Advisors Prescribe Regular Portfolio Rebalancing
Advisors say that if a client’s financial plan is to work like a fine Swiss watch, then it is important to periodically recalibrate mutual fund holdings that make up that plan.
Year-end is as good a time as any to rebalance mutual fund holdings, although there is a consensus that a particular time is not as important as the fact that it gets done.
An annual evaluation is important and year-end can be a convenient time of year to rebalance fund holdings, according to Harry Greyard, a certified financial planner with Waddell & Reed in Charlotte, N.C.
When and how funds are rebalanced depends on when a client is going to need the money, Greyard says.
If a client is 20 to 30 years away from retirement, it is important to revisit the portfolio, but it is not as critical as if someone is near retirement and will need that income to live on.
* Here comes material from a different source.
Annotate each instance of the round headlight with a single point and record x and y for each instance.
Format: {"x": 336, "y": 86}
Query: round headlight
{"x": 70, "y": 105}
Two factors he considers are the client’s need and risk tolerance. Rebalancing is important because it helps maintain diversification, he adds.
However, care needs to be taken to ensure that rebalancing does not become the focus. “Your long-term goal is what is important. Rebalancing is what helps you get there,” Greyard continues.
David Cowles, a certified financial planner with Boone Financial Advisors in San Francisco, says rebalancing is an important tool for his firm because of its focus on asset allocation.
While year-end rebalancing of a client’s mutual fund portfolio is one approach, he says immediate action may be a better tack.
For example, he explains, if your client ends up with 80% in mutual fund equities in July and you wait the five months until year-end, “if the market falls out of the cradle, you’re taking a big loss.
“That’s why you hire us–for the discipline of rebalancing,” he says. Allocation goes against human emotion and enforces the idea of selling high and buying low, Cowles adds.
However, he continues, rebalancing mutual fund portfolios comes at two costs: a tax and a transaction cost.
Cowles says tax costs can be minimized by rebalancing within an IRA account.